Shameless Tourism

15 Feb

It was a great day.  The temperature was above freezing (I think it reached a balmy 3 degrees Celsius) and, coincidentally, it was Valentines Day.  It wasn’t a typical day for me here in South Korea.  In the midst of my 5 day Seollal Korean New Year holiday, it was time to explore.  And so with the company of two fellow teachers at English Village,  it was off to Seoul for some sightseeing.

It was a day of shameless tourism…. without a doubt.  We boarded the Seoul City Bus Tour and within minutes we were whisked to various locations throughout the city.  We even had our own headphones to listen to recordings of information about each site in English (or if we chose Korean or Japanese).  Headphones on head, nestled in the seat of our bright red tour bus, one of my travel companions said “I have never felt more like a tourist then right now.”  And so it was true.

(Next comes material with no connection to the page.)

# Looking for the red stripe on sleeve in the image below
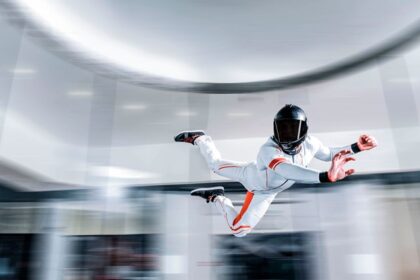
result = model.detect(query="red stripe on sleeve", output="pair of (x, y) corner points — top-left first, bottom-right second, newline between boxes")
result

But for the day, being a tourist, well… it suited me.  The bus was a great price, only 10,000 Korean won (about $10 American) and for that basic rate we were toured to many of the highlights and tourist destinations of the city.  We could get on and off the bus as we liked and every 30 minutes a new bus would come.  It was a great overview and introduction to Seoul. There was even a tour guide on the bus and while admittedly, some tour guides were more helpful than others (one tour guide fell asleep in between stops) it was generally helpful to have an English-speaking guide on the bus.

There were a total of 36 stops on the tour. The first three stops spun by before we could get our bearings.  We took a quick diversion and departed the bus at Itaewan, known as the ‘foreigners area” of Seoul and close to the American military base.  We grabbed a bite to eat at Petras Palace enjoying a satisfying lunch of mediterranean food complete with delicious hummus!  Then we hopped back on our tour bus and once again we were on our way.

We enjoyed seeing many sights and destinations from the window of our ride, but didn’t depart the bus again until we reached the Namsangol Traditional Korean Village.  We took a quick stroll through the village, happy to find traditional Korean homes.  We even stumbled upon a traditional Korean dancer!  As it was just the Korean New Year, there also was an opportunity to write down a wish for the New Year on a piece of tissue-like paper and tie it onto a string decorated with many other wishes.

Our next stop was Seoul Tower.  As we approached the tower, our bus drove up a windy road and dropped us off nearly at the top of the “mountain”.  Still there was one more steep hill to walk up until we found ourselves at the base of the tower.  There was a spectacular view of the city from there as well as the Seoul Tower itself looming even higher on top of Namsan Mountain.  This is not just an ordinary tower, but actually a radio wave tower broadcasting television and radio to Korea since 1969.

Of course, you can go up in the Seoul Tower.  The friendly Korean staff load you on the elevator and then shoot you up into the sky over 700 ft to an elevation of more than 1500 ft.  While you ascend, the roof of the elevator plays a video that simulates looking out the top of the tower into the sky and the music sounds like a modern-day rocket.  Me, well, I chose to look down at the ground during that part.  We departed the escalator and was greeted by an inviting space, spectacular view and… gratefully on my part, nicely protected glass windows.

Looking at Seoul from the tower was just another reminder of the size of the city.  Seoul has a population of more than 10 million people and is flooded with apartment high rises filled with the massive population.  From the observation deck of the tower all you could see from any view were buildings, high rises and apartments outstretched far and wide. We took our time there, enjoyed the view as well as  a cup of tea from the little coffee stand.  Then in no time at all, we were on the ground and quickly found our way back to our tour bus.

By now the day had nearly slipped away from us.  The palaces that remained on the tour were now closed.  So we chose to enjoy the rest of our tour from the comfort of our coach, peering out the window as the city of Seoul slipped by. For me this tour was a great introduction leaving me with a wish list of things to do in the future and a sense of where I’d like to go and spend more time.

We hopped back on bus 2200 Paju-bound and in no time at all (just under an hour) we were back on the steps of the English Village.  As were were approaching the gate, one of my fellow teachers/travelers  said, “It’s good to be home.”  I agreed.  Seoul is an interesting and stimulating city, but after a day noodling through its streets it felt good to return to the peace and tranquility of Paju and English Village.  There was a sliver of a moon in the sky and the fresh cool air was invigorating as we made our way back to our apartments.

Today is a quiet day as I prepare to return to work tomorrow after my 5 day break.  I am switching to a weekend shift starting Saturday and will work weekends for two months, with two days off during the week.  All staff take a turn on the weekend shift and I am looking forward to a little change in my schedule, classes and students.

As I sit in the comfort of my little EV apartment, I am grateful for the balance of this new adventures – time to explore new places, time to work and time to rest.  It’s good to be in South Korea!